State will not grant UOC priests deferral from mobilization to the Armed Forces

The State Service of Ukraine for Ethnic Policy and Freedom of Conscience has published a list of criteria according to which religious leaders may be granted a deferral from mobilization. According to the list, clergymen of the Ukrainian Orthodox Church will not be able to be protected from mobilization, as the UOC falls under the anti-church law No. 3894. This is reported by Liga Zakon.

It is reported that one of the criteria by which the decision on the postponement for the clergy will be made is that representatives of religious organizations that are “included in the list of religious organizations in Ukraine affiliated (related by one or more features defined in Article 51 of the Law of Ukraine ‘On Freedom of Conscience and Religious Organizations’) with a foreign religious organization whose activities are prohibited in Ukraine” are not allowed to be exempted from military service.

Accordingly, given that Law No. 3894 is aimed at banning the activities of the Ukrainian Orthodox Church, it is unlikely that the UOC clergy will be able to postpone mobilization until the procedure for establishing “affiliation with Russia” is initiated. The situation will not change after these procedures are carried out and, logically, most religious communities of the UOC will be deregistered.

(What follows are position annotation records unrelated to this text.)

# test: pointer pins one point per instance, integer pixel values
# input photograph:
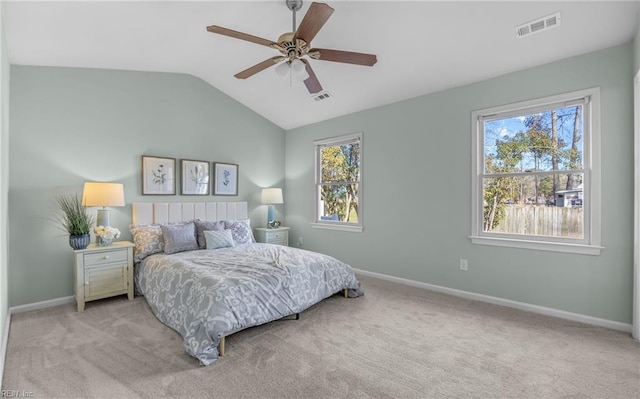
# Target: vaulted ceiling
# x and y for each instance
(422, 46)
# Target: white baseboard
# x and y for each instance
(614, 325)
(3, 350)
(41, 305)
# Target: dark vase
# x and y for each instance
(80, 241)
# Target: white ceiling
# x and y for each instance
(422, 46)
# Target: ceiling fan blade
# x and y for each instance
(312, 83)
(313, 20)
(239, 35)
(247, 73)
(348, 57)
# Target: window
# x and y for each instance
(338, 191)
(536, 174)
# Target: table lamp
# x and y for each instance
(103, 194)
(271, 196)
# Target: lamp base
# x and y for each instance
(102, 220)
(270, 215)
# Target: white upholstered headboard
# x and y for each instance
(171, 212)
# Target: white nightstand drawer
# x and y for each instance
(276, 236)
(105, 280)
(101, 272)
(100, 258)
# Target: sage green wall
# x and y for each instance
(73, 125)
(417, 182)
(4, 182)
(636, 51)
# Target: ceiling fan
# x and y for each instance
(295, 46)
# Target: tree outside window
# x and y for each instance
(338, 181)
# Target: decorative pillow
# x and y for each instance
(240, 230)
(179, 238)
(147, 240)
(219, 239)
(202, 226)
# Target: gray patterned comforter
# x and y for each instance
(208, 294)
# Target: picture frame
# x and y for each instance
(195, 177)
(158, 175)
(225, 178)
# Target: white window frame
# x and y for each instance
(333, 224)
(590, 244)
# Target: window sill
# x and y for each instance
(539, 245)
(336, 226)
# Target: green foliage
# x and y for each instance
(75, 218)
(548, 143)
(341, 168)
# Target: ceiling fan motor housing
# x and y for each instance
(290, 49)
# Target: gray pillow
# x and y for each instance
(219, 239)
(240, 230)
(179, 238)
(147, 240)
(202, 226)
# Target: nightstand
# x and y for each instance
(102, 272)
(279, 235)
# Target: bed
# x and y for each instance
(224, 281)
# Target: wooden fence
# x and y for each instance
(542, 220)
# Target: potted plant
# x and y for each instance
(76, 220)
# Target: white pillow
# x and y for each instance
(240, 230)
(219, 239)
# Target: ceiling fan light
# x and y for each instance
(283, 69)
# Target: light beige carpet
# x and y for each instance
(395, 342)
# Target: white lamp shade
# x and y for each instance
(272, 196)
(103, 194)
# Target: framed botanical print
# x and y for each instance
(226, 179)
(158, 175)
(195, 177)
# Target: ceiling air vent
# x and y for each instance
(540, 24)
(322, 96)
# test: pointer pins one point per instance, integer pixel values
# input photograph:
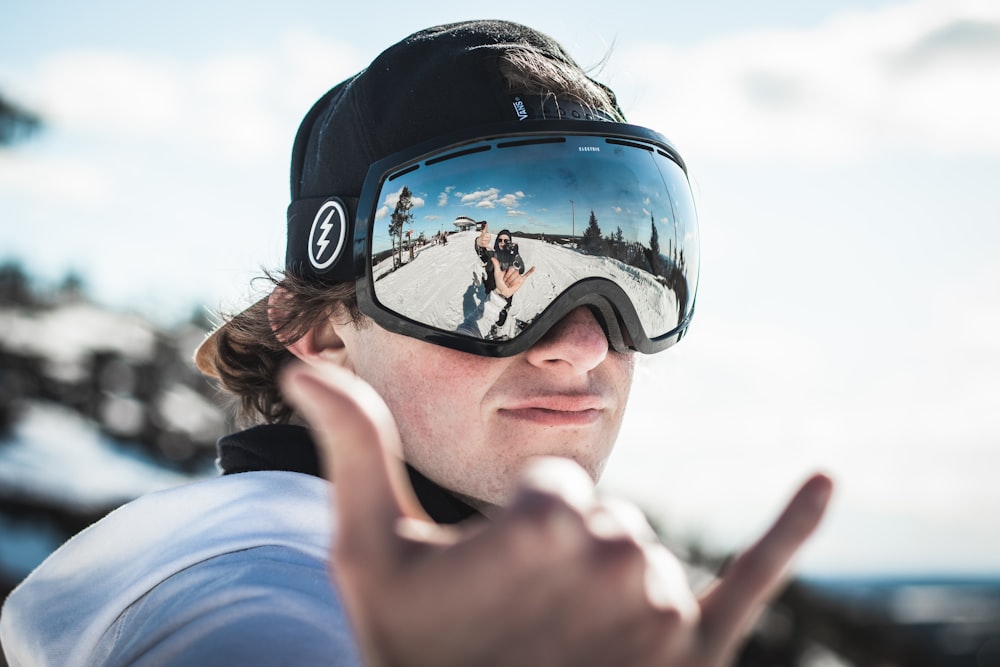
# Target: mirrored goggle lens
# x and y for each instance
(574, 208)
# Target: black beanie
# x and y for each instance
(432, 83)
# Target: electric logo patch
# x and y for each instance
(326, 238)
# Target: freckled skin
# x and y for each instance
(470, 423)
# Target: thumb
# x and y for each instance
(361, 451)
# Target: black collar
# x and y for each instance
(290, 448)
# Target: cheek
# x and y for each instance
(432, 395)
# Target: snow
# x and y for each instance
(442, 284)
(58, 456)
(65, 336)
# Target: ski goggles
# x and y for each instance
(594, 214)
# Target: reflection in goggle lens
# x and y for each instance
(570, 209)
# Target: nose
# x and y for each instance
(577, 342)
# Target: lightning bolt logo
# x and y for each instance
(322, 241)
(330, 220)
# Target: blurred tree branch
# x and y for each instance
(16, 123)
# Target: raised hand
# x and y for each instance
(510, 280)
(562, 577)
(483, 240)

As we reported earlier, the recent decree of the Cabinet of Ministers of Ukraine on the inclusion of religious organizations in the list of critical infrastructure and, as a result, the reservation of clergy from military service in the Armed Forces of Ukraine, may become a trap for the Ukrainian Orthodox Church. This opinion was expressed by Ukrainian MP Oleksandr Dubinsky, who believes that the state, using the norms of such a Cabinet order, will blackmail the priests of the UOC, persuading them to join the OCU in exchange for exemption from military service.